Even so, recent years have exceeded some of the dire predictions that climate models have made. NOAA’s global outlook from the beginning of 2024 originally estimated just a one-in-three chance of it becoming the warmest year on record.
2024 was the warmest year on record. Our experts work with @NOAA scientists to track Earth’s average temperature, relying on millions of measurements worldwide. They found this year was hotter than any since at least 1880, the result of human activities: https://t.co/bVchhDzQku pic.twitter.com/tBWymaFYOT
— NASA (@NASA) January 10, 2025
Part of what pushed 2024 into the record books was that it started out so hot from the previous year, Gleason said. Additionally, La Niña — the cool end of a temperature cycle in the Pacific Ocean — was expected to take hold by mid-year, but did not materialize until December.
Utah’s increasing heat (records toppled this past summer) brings negative impacts on drought, wildfires and the water supply because of increased evaporation.
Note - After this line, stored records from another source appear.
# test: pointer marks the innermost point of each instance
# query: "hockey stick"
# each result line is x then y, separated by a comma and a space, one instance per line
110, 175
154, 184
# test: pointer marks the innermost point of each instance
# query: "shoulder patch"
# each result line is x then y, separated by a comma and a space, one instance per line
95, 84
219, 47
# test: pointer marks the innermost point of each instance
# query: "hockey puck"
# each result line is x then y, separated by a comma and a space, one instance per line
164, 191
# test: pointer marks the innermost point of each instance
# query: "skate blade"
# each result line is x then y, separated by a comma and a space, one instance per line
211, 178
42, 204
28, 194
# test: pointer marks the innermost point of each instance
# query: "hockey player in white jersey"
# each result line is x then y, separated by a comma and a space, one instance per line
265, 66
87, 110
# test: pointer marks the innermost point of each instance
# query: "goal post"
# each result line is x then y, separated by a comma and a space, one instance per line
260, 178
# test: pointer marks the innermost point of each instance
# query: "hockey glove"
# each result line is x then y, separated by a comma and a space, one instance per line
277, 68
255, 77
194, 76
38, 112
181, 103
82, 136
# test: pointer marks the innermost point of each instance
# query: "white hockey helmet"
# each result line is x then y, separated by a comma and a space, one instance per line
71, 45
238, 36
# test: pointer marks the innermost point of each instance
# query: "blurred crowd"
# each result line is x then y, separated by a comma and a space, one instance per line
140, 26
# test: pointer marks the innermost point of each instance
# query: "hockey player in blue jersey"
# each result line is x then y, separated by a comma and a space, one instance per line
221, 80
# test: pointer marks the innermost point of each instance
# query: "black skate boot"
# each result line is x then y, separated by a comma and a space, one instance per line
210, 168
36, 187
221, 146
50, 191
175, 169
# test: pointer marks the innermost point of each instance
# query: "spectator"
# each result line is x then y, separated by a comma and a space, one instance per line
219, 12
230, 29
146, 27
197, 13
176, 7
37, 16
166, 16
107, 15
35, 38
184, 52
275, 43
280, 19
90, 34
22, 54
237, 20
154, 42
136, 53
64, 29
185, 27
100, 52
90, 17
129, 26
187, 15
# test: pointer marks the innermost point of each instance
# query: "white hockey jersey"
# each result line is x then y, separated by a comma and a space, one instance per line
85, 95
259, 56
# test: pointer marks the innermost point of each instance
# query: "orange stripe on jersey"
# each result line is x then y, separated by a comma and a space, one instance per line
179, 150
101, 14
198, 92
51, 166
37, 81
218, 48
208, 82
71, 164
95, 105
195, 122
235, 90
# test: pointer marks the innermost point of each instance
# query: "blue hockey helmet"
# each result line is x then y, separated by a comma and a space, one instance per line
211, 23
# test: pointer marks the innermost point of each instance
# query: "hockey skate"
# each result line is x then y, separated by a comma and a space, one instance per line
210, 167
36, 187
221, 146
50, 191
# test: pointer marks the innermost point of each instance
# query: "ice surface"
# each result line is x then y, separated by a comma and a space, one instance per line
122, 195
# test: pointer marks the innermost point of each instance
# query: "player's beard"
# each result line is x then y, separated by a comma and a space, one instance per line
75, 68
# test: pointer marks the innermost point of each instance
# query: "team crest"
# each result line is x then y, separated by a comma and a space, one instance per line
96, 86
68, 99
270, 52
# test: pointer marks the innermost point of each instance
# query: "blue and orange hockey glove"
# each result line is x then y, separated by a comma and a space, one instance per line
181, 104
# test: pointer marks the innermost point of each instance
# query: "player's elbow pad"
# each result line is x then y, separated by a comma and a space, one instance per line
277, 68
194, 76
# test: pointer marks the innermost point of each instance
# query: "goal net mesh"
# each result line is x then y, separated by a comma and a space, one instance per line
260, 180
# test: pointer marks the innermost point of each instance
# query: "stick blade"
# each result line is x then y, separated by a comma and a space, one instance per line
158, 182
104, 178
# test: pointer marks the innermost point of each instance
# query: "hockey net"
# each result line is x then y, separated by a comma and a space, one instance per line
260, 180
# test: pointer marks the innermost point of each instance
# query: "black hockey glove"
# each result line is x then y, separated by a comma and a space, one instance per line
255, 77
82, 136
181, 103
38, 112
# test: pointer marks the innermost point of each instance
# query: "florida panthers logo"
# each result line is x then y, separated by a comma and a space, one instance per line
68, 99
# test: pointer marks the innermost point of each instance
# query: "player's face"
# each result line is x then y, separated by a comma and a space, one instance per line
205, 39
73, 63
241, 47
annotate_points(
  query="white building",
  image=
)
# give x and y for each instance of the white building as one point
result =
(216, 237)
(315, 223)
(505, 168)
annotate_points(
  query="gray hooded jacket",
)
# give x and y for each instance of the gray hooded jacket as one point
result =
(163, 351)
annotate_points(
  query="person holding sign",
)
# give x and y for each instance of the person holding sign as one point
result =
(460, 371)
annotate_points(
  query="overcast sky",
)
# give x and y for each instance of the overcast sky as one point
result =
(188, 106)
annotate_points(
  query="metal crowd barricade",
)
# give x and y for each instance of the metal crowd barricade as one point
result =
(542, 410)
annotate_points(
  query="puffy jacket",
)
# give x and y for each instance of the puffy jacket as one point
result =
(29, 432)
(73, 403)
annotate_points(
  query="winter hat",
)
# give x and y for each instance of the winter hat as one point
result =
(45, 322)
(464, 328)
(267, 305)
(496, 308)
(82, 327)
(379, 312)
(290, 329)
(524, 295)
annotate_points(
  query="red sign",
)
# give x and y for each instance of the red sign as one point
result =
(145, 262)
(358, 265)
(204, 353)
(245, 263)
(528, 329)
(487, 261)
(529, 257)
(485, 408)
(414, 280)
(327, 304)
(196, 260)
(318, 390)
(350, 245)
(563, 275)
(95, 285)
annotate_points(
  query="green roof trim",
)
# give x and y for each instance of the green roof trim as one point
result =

“Utah is a drier, more arid part of the country, and having additional heat on top of [normal] means there's probably even less water resources available, even when there are wetter periods,” Gleason said.
The heat was particularly relentless in St. George, where temperatures hit at least 100 degrees for 52 consecutive days. In one July weekend, three hikers died in heat-related incidents at national and state parks in southern Utah. Salt Lake City reached 106 degrees on July 11 — just one degree shy of its all-time heat record. It also registered the city’s first-ever October day to hit 90 degrees.
While extreme temperatures may be the most visible signs of how alarming the year was, much of Utah’s overall heat average was driven by increased overnight lows. Salt Lake City, Bountiful, Provo and Kanab all had their warmest minimum temperatures on record.
In some cases, rising overnight lows outpaced daytime highs. Cedar City, for example, had lows that were 4 degrees warmer than its historical average, while the city’s highs were 2.1 degrees warmer than average. Other high-elevation locations like Park City, Monticello and Capitol Reef National Park also saw bigger anomalies in their minimum temperatures than their maximums.
“The daytime temperature getting hotter is a concern, but the fact that the nighttime temperature is now hotter, I think, is even more concerning,” Pondell said, “because we don't have that ability to cool down anymore.”
That means vulnerable groups — such as young children, the elderly and those who don’t have access to air conditioning — and the ecosystem broadly can’t get relief from the scorching heat of the day.
One of the best mitigation strategies for cities to combat rising heat is planting trees, Pondell said. But for communities like St. George, where water scarcity might make it hard to justify the irrigation young trees need, she said planting native vegetation and installing shade structures might be the best available option.
Another key for Utahns is to adapt mentally, Pondell said, and wrap our heads around this new reality. It’s important to focus on things under our control, such as helping the community and reaching out to neighbors to make sure they’re OK during heat events. Tangible, immediate actions that can protect people from the effects of climate change are important, she said, especially because it’ll take years to reap the rewards from big-picture actions, like reducing our carbon footprint.
“We're asking [people] to make big lifestyle changes that we won't see the impacts from — but our grandkids might,” Pondell said. “And I think that's hard.”
Looking ahead to 2025, heat trends are expected to continue. However, it might take an unexpected shift back to El Niño to break 2024’s record. NOAA predicts there is just a 4% chance 2025 will set a new global record but a 96% chance it will land among Earth’s top five warmest years.
“I don't think anyone is thinking that 2025 is necessarily going to be [the] warmest,” Gleason said. “But we're going to stay near the top of the pack.”